Ce producteur aurifère canadien, basé à Montréal, possède deux exploitations au Burkina Faso, la mine Boungou dans l'est et celle de Mana dans l'ouest du pays.

Le Burkina Faso est pris depuis près de cinq ans dans une spirale de violences attribuées à des mouvements djihadistes, certains affiliés à Al-Qaïda et d'autres au groupe Etat islamique.
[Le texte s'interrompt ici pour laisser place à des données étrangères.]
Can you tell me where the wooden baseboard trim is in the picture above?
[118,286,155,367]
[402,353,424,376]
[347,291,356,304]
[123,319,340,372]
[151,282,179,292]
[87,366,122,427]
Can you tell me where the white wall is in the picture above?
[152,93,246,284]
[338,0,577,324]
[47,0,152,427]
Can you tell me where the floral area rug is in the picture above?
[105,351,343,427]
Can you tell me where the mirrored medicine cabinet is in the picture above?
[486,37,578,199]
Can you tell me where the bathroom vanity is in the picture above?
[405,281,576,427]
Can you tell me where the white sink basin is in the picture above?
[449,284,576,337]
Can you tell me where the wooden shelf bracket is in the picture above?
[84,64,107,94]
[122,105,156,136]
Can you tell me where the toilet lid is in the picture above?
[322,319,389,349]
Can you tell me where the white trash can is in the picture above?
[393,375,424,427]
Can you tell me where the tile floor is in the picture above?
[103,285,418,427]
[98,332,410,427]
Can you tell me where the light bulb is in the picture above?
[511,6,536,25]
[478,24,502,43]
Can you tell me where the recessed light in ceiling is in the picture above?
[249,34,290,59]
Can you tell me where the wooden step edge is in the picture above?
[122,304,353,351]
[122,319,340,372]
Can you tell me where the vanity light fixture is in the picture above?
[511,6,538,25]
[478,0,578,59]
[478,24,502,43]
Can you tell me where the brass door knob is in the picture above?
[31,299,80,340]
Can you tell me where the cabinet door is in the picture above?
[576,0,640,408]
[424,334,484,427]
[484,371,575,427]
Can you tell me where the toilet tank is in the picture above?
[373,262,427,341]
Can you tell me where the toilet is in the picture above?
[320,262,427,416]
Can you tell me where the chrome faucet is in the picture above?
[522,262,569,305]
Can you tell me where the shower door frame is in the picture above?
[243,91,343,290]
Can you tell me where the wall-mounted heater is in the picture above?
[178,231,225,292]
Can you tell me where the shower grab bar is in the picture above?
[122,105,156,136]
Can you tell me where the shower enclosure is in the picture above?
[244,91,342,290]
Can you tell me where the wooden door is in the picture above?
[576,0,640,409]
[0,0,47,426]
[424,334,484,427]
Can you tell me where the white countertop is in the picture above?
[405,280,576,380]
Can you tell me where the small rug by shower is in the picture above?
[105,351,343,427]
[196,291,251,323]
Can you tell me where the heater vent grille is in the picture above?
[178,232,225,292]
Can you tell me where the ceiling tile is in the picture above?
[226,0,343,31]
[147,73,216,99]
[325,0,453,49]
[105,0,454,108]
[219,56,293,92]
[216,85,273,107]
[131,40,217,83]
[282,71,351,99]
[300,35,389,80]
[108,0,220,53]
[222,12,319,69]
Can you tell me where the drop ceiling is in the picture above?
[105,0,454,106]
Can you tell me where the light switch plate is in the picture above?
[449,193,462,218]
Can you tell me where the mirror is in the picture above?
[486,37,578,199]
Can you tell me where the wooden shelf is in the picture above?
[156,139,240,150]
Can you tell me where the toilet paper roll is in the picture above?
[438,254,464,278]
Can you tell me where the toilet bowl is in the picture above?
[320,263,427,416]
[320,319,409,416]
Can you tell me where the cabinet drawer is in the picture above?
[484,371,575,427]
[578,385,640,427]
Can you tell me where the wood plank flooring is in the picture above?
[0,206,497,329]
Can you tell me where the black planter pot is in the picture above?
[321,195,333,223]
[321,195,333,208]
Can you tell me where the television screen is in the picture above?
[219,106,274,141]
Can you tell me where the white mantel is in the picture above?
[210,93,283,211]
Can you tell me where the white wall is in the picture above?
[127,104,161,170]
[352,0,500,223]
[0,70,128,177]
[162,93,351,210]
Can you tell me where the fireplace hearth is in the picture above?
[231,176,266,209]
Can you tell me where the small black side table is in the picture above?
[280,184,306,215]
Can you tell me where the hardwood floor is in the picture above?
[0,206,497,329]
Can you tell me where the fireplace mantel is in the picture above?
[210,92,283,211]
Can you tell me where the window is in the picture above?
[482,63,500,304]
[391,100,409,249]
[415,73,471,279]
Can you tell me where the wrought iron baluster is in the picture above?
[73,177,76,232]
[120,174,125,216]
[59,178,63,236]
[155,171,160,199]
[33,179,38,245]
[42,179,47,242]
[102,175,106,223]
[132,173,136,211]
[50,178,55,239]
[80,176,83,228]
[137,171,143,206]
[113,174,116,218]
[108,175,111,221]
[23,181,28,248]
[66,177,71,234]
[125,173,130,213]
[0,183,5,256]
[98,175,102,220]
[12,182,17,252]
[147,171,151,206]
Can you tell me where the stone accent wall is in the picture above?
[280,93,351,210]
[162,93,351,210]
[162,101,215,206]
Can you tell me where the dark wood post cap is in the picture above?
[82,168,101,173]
Depuis début 2015, les attaques djihadistes, de plus en plus fréquentes et meurtrières, en particulier dans le nord et l'est, ont fait près de 649 morts selon un comptage de l'AFP et environ 500 000 déplacés internes et réfugiés, selon l'ONU. Cinq gendarmes et au moins cinq civils avaient été tués lundi matin lors d'une attaque contre le détachement de gendarmerie de Oursi, localité de la province de l'Oudalan, dans le nord du Burkina, près de la frontière malienne.